The limited published data suggest that linezolid may be considered for the treatment of patients with CNS infections in cases of failure of previously administered treatment or limited available options 2).

Case series

To evaluate the efficacy and safety of SAT with oral linezolid in patients with NSI and to analyse the cost implications, an observational, non-comparative, prospective cohort study was conducted on clinically stable consecutive adult patients at the Neurosurgical Service. Following intravenous treatment, patients were discharged with SAT with oral linezolid.

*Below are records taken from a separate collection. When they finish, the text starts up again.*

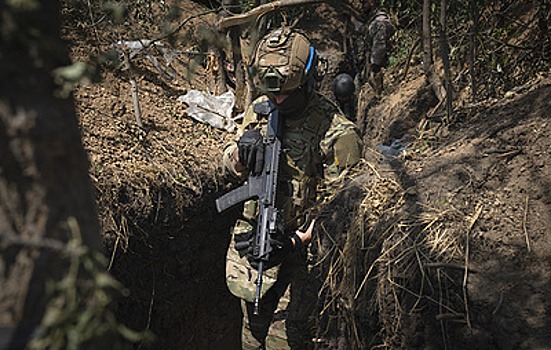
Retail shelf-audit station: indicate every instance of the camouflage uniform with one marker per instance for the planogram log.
(317, 145)
(376, 36)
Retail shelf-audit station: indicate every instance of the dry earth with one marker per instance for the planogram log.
(473, 199)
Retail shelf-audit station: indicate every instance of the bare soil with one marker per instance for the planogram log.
(473, 198)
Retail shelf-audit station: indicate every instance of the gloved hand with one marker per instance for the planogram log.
(251, 151)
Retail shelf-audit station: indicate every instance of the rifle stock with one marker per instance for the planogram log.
(263, 187)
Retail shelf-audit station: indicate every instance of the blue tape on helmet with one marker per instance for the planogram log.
(310, 59)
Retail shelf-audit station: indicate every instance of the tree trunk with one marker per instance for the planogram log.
(446, 59)
(44, 183)
(473, 33)
(428, 65)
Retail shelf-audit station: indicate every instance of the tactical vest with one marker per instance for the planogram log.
(306, 151)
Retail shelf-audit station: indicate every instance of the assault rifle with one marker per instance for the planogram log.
(263, 187)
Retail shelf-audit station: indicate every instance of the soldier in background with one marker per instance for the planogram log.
(344, 92)
(319, 143)
(376, 30)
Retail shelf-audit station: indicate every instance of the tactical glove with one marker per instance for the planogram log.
(244, 244)
(251, 151)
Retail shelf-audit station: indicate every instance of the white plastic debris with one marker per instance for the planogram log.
(213, 110)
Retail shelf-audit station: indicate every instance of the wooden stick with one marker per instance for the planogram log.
(524, 226)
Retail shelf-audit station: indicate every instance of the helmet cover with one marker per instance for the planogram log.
(284, 61)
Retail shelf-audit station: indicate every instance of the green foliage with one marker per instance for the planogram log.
(23, 5)
(79, 314)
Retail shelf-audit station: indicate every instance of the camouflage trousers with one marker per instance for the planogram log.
(284, 320)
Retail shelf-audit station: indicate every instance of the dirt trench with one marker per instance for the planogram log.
(446, 245)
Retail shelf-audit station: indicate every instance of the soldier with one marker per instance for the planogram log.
(344, 92)
(318, 143)
(377, 32)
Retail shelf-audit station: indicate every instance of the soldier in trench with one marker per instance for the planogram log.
(318, 143)
(374, 48)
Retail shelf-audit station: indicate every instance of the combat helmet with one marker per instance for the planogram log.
(284, 60)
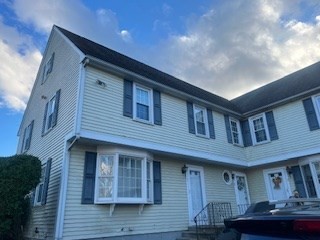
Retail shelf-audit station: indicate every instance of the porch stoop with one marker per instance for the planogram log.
(208, 233)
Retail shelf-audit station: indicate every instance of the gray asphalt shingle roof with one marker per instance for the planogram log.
(294, 84)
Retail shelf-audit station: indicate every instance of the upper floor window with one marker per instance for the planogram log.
(47, 68)
(235, 131)
(40, 197)
(201, 122)
(51, 113)
(259, 129)
(123, 179)
(142, 104)
(27, 137)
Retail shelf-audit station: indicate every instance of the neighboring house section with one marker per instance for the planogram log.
(128, 150)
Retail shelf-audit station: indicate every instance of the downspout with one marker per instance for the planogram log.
(63, 188)
(67, 151)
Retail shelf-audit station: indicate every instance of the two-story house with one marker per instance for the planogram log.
(129, 151)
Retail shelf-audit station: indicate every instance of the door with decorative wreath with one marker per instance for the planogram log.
(277, 185)
(242, 191)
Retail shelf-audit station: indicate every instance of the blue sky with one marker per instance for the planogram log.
(227, 47)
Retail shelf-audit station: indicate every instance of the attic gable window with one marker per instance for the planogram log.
(235, 131)
(47, 68)
(258, 125)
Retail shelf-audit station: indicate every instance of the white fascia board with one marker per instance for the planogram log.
(108, 138)
(283, 157)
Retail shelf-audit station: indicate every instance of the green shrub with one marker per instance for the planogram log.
(19, 174)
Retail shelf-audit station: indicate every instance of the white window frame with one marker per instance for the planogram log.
(39, 189)
(26, 137)
(50, 111)
(316, 103)
(47, 68)
(146, 197)
(265, 128)
(238, 132)
(149, 103)
(197, 108)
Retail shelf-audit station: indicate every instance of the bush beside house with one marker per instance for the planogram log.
(18, 175)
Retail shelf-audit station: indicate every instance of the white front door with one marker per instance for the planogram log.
(277, 185)
(195, 187)
(242, 191)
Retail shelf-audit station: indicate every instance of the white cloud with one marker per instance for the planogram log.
(239, 46)
(17, 71)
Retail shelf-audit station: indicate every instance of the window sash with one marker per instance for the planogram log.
(235, 132)
(201, 121)
(259, 127)
(39, 188)
(50, 112)
(143, 102)
(123, 179)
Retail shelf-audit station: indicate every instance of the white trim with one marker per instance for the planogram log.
(240, 174)
(205, 120)
(161, 147)
(80, 96)
(150, 103)
(286, 156)
(265, 125)
(285, 181)
(232, 119)
(63, 190)
(203, 190)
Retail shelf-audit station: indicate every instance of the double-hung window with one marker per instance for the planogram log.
(259, 129)
(40, 197)
(122, 178)
(51, 113)
(143, 104)
(235, 131)
(27, 137)
(201, 122)
(47, 69)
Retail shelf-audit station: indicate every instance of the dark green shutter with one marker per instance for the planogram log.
(271, 126)
(89, 176)
(56, 108)
(30, 136)
(211, 124)
(157, 189)
(311, 114)
(298, 181)
(45, 119)
(245, 129)
(157, 107)
(228, 129)
(190, 118)
(46, 182)
(127, 98)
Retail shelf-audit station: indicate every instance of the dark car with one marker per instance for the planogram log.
(287, 219)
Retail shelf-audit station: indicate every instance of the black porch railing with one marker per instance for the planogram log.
(242, 208)
(212, 216)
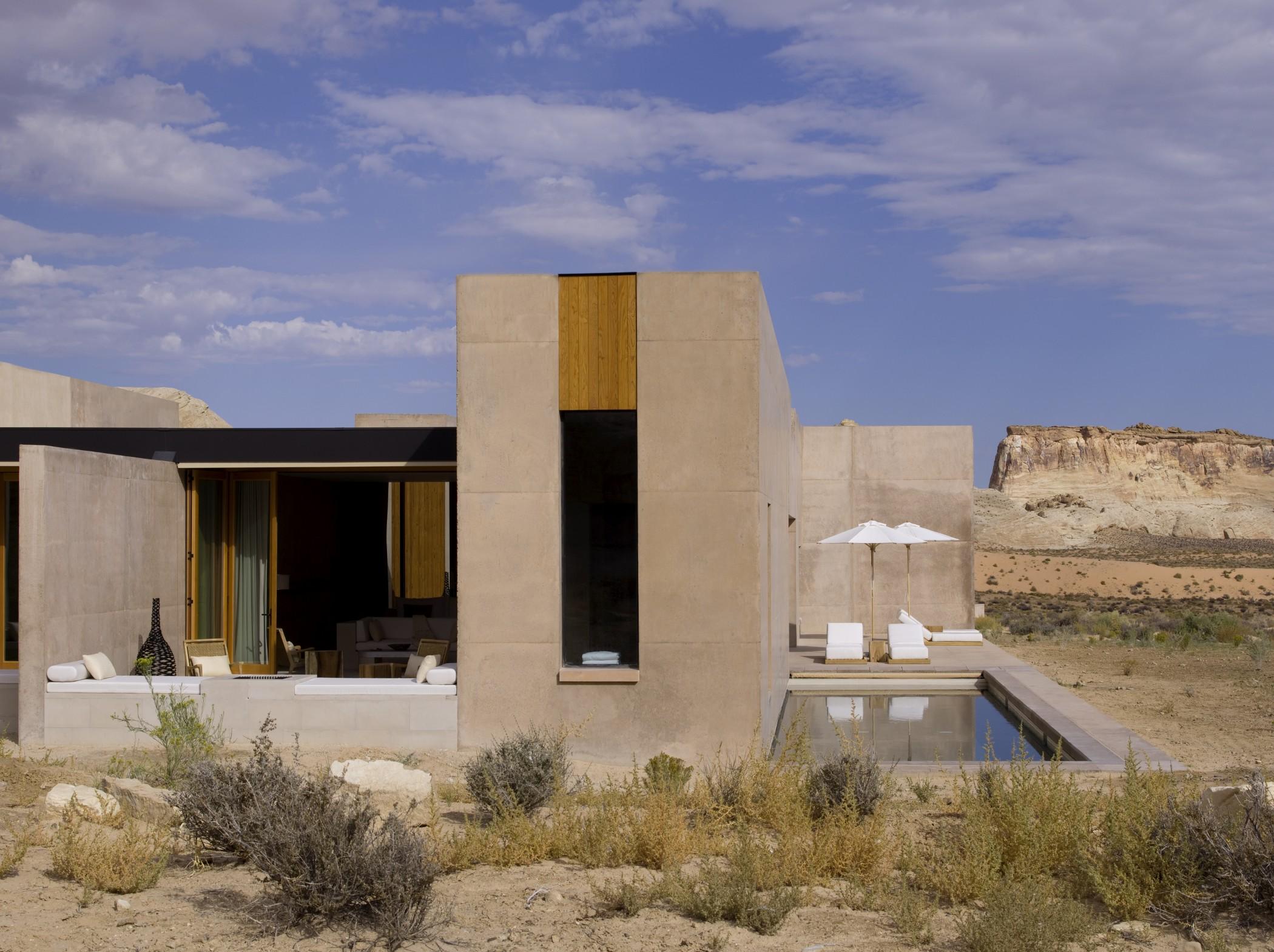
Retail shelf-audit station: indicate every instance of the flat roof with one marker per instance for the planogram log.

A total of 77 patients were included. The most common NSIs were: 41 surgical wound infections, 20 subdural empyemas, 18 epidural abscesses, and 16 brain abscesses. Forty-four percent of patients presented two or more concomitant NSIs. Aetiological agents commonly isolated were: Propionibacterium acnes (36 %), Staphylococcus aureus (23 %), Staphylococcus epidermidis (21 %) and Streptococcus spp. (13 %). The median duration of the SAT was 15 days (range, 3-42). The SAT was interrupted in five cases due to adverse events. The remainder of the patients were cured at the end of the SAT. A total of 1,163 days of hospitalisation were saved. An overall cost reduction of €516,188 was attributed to the SAT. Eight patients with device infections did not require removal of the device, with an additional cost reduction of €190,595. The mean cost saving per patient was €9,179.

SAT with linezolid was safe and effective for the treatment of NSI. SAT reduces hospitalisation times, which means significant savings of health and economic resources 3).

References

1)

Jahoda D, Nyc O, Pokorný D, Landor I, Sosna A. [Linezolid in the treatment of antibiotic-resistant gram-positive infections of the musculoskeletal system]. Acta Chir Orthop Traumatol Cech. 2006 Oct;73(5):329-33. Czech. PubMed PMID: 17140514.
2)

Ntziora F, Falagas ME. Linezolid for the treatment of patients with central nervous system infection. Ann Pharmacother. 2007 Feb;41(2):296-308. Epub 2007 Feb 6. Review. PubMed PMID: 17284501.
3)

Martín-Gandul C, Mayorga-Buiza MJ, Castillo-Ojeda E, Gómez-Gómez MJ, Rivero-Garvía M, Gil-Navarro MV, Márquez-Rivas FJ, Jiménez-Mejías ME. Sequential antimicrobial treatment with linezolid for neurosurgical infections: efficacy, safety and cost study. Acta Neurochir (Wien). 2016 Oct;158(10):1837-43. doi: 10.1007/s00701-016-2915-0. Epub 2016 Aug 13. PubMed PMID: 27520361.